What All Is ITS Logging/Monitoring?
What Information Is ITS Logging and Monitoring, To Keep the Campus Safe?
2017 was a watershed year for cybersecurity. In the wake of highly publicized breaches like the Equifax hack, new vulnerabilities like Spectre and Meltdown, and widespread ransomware attacks, many Carleton users have asked what all ITS is doing--in particular how we stay aware of what is happening on our network and help keep users as safe as reasonably possible.
The purpose of this page is to summarize the basics of what we are doing and give users, and internal ITS staff, a clearer sense of what we do (and don't) know about the security status of our network, and what we can and can't find out. Not all of the links provided here lead to user-visible pages. Some contain sensitive information. If you have questions, call the Helpdesk (x5999) or talk to the campus IT security officer.
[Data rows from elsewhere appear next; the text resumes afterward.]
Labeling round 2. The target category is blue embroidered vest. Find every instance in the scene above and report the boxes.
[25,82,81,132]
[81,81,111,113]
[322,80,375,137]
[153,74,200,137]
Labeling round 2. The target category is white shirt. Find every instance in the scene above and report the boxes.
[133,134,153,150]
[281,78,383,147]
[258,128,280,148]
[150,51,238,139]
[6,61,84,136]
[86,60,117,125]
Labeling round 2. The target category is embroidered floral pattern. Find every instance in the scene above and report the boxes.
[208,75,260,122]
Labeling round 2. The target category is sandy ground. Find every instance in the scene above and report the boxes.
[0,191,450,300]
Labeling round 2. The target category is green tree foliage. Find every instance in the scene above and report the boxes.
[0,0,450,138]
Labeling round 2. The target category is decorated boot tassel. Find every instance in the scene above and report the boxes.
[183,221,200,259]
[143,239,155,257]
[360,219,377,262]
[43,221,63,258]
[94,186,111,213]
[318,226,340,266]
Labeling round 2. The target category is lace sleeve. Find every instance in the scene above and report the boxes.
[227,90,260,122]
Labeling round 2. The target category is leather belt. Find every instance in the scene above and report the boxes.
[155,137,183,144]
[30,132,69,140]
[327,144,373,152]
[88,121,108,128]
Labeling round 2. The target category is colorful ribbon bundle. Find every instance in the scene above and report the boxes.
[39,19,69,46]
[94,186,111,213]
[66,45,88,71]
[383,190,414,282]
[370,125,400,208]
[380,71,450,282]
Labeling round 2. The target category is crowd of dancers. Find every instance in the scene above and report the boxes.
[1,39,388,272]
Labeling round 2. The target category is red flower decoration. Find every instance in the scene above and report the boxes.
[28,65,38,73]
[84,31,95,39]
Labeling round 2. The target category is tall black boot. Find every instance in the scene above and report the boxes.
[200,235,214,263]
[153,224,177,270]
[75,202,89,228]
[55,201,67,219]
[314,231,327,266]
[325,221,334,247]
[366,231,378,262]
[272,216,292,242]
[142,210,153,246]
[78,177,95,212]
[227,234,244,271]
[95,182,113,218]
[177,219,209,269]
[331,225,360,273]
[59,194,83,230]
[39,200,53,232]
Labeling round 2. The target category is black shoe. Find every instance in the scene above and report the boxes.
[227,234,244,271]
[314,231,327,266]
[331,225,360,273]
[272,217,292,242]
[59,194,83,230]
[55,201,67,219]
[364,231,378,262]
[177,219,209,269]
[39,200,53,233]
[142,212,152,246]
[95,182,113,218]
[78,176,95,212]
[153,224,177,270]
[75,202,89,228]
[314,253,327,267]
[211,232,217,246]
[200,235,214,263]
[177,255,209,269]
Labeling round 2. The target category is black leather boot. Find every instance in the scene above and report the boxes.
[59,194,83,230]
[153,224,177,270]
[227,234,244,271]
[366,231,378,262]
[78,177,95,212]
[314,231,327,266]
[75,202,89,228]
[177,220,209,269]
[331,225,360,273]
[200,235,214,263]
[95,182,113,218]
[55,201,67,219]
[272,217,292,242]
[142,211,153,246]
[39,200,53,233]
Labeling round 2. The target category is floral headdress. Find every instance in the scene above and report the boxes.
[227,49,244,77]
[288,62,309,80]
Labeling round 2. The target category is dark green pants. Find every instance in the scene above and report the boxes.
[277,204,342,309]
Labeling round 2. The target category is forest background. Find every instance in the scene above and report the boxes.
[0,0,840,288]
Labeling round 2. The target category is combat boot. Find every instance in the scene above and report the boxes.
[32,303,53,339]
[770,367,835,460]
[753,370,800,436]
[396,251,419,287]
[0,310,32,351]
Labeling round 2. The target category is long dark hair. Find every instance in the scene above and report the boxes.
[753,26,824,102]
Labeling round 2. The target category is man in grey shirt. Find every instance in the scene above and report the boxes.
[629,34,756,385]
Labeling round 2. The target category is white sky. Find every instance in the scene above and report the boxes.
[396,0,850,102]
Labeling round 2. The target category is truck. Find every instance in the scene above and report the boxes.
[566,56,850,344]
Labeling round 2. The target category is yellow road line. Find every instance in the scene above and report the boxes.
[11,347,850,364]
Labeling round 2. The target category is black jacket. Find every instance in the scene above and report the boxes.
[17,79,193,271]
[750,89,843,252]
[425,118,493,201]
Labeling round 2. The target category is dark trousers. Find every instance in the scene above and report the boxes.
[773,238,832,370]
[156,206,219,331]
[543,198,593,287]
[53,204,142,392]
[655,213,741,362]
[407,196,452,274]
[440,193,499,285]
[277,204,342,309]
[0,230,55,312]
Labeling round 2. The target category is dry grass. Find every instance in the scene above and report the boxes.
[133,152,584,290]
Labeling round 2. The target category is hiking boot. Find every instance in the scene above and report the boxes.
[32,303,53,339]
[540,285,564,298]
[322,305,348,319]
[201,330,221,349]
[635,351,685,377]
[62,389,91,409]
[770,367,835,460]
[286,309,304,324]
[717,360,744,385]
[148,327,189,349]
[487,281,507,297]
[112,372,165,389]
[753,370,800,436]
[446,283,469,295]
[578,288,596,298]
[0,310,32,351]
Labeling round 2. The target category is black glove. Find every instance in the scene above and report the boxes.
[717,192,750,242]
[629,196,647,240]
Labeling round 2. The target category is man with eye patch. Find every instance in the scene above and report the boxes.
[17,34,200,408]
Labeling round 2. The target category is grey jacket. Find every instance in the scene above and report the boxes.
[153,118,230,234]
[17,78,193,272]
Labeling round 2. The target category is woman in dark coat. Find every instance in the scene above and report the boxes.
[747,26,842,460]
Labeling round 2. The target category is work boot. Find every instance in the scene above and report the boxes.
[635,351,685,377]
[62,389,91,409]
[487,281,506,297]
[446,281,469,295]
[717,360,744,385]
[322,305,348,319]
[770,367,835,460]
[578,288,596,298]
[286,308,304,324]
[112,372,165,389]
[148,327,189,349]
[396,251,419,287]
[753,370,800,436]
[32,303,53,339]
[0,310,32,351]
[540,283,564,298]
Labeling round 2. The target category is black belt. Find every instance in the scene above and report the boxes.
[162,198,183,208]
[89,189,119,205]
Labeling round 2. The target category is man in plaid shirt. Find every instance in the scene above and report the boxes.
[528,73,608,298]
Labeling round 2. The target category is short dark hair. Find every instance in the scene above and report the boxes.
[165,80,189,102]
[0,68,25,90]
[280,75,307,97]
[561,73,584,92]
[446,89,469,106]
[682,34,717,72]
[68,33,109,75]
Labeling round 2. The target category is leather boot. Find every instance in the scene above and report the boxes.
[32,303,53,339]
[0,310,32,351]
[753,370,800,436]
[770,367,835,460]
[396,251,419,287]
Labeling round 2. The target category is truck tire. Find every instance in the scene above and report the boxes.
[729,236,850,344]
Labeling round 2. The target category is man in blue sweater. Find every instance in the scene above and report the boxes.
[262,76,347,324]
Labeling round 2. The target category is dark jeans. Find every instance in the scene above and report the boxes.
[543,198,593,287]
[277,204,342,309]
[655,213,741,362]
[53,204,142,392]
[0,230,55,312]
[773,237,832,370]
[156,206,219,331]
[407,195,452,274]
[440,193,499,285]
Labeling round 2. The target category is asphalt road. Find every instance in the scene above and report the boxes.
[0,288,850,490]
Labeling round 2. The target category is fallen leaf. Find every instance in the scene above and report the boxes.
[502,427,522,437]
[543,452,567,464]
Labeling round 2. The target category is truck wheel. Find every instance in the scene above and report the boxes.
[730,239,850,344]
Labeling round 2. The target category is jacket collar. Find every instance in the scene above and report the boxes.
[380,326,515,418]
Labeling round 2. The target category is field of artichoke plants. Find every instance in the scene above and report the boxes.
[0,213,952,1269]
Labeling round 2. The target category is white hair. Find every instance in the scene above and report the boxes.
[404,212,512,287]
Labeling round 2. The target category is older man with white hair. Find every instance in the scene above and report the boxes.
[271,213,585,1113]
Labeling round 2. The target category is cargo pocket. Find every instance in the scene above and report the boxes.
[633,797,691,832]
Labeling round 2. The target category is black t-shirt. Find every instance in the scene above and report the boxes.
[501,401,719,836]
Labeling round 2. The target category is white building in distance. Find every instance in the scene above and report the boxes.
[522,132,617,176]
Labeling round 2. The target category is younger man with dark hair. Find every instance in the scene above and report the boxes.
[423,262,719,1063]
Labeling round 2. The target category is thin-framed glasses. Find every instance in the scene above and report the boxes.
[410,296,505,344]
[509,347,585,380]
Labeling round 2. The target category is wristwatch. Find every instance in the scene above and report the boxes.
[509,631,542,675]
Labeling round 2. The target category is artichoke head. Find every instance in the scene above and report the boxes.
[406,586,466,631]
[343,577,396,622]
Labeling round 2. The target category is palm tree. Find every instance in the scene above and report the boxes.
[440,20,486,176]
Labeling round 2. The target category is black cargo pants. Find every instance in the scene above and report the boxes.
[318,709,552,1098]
Please note: In general, ITS does not track intimate details of what individual users are doing. Rather, we log and track normal activity in aggregate, and respond to things like exceptional activity spikes, indications of compromise, and malware. We look in detail at individual activity only to the extent needed to respond appropriately. (For example, ITS may respond to an alert that a user has logged in simultaneously from two different countries.) We may also take actions like notifying a user if it appears that their account has been compromised and, rarely, locking their account temporarily, to try to limit damage to the user's information and resources.